Additionally, the department asked the judge to hand down a 10-year sentence along with $1 million in fines to 2 convicted AUO executives. According to the 56-page court filing on Tuesday, the DOJ said: “These defendants were central figures in the most serious price-fixing cartel ever prosecuted by the United States.”
“Only these sentences could possibly reflect the seriousness of this offense or provide adequate deterrence.”
AUO Vice Chairman H.B. Chen and former Executive Vice President Hui Hsiung were named directly in the filing as the executives who could face jail time as a result of these convictions.
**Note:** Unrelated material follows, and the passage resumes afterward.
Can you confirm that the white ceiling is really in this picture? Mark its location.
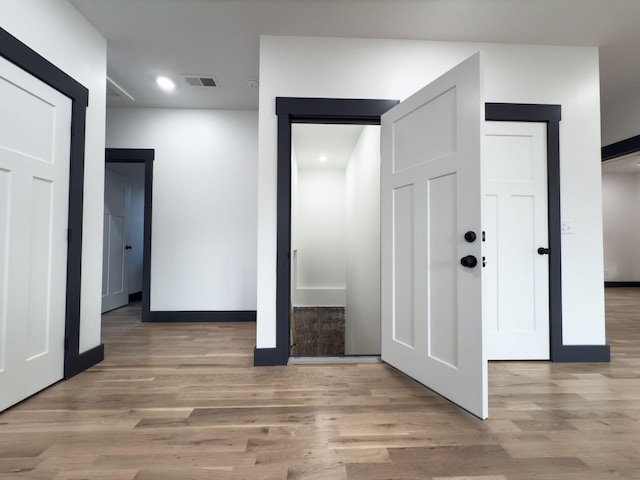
[291,123,364,169]
[602,153,640,173]
[70,0,640,113]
The DOJ went on in their court filing to mention how this price fixing scheme had “affected every family, school, business, charity and government agency that paid more to purchase notebook computers, computer monitors, and LCD televisions during the conspiracy.”
AUO filed their own court documents yesterday in response, claiming that any fine over $285 million is too high, and that the total fine should in fact be much lower than the one handed down by the department. Calling the DOJ’s actions “unreasonable,” the AUO court filings blamed the US department for attempting “to punish AUO for its temerity in electing to subject the validity of the government’s charge to the test of a jury trial.”
The accusations made by the Department of Justice also include display makers LG, Sharp and Chunghwa Picture Tubes Ltd., each of whom have plead guilty to these charges. Together, a total of 7 companies have said they participated in this scheme and have agreed to pay a fine to the DOJ which shall not exceed $890 million. As a part of this case, the department has also listed 22 executives who were personally involved in this scheme.
According to the DOJ, computer and television makers were affected by these Crystal Meetings, including Dell, Hewlett Packard, and Apple.
Although Apple may have once been affected by these price fixing schemes in years past, one rumor site ran a story yesterday claiming Apple could be continuing business with the Taiwanese display maker.
According to DigiTimes, AUO will be provide as many as 500,000 panels in September alone for Apple’s hotly rumored 7.85-inch tablet, said to be called the “iPad Mini.” Such a tablet could be announced as early as October.
Citing industry supply chain sources, DigiTimes also said AUO started producing these displays in June, pushing out nearly 400,000 a month since then. LG, who also plead guilty in this price fixing scheme, is also said to be producing as many as 600,000 of these displays for Apple. This increase in business for AUO, according to DigiTimes, could help recoup some losses incurred over the last 7 quarters.
AUO’s sentencing is scheduled to take place on September 20th in US District Judge Susan Illston’s court in San Francisco, California.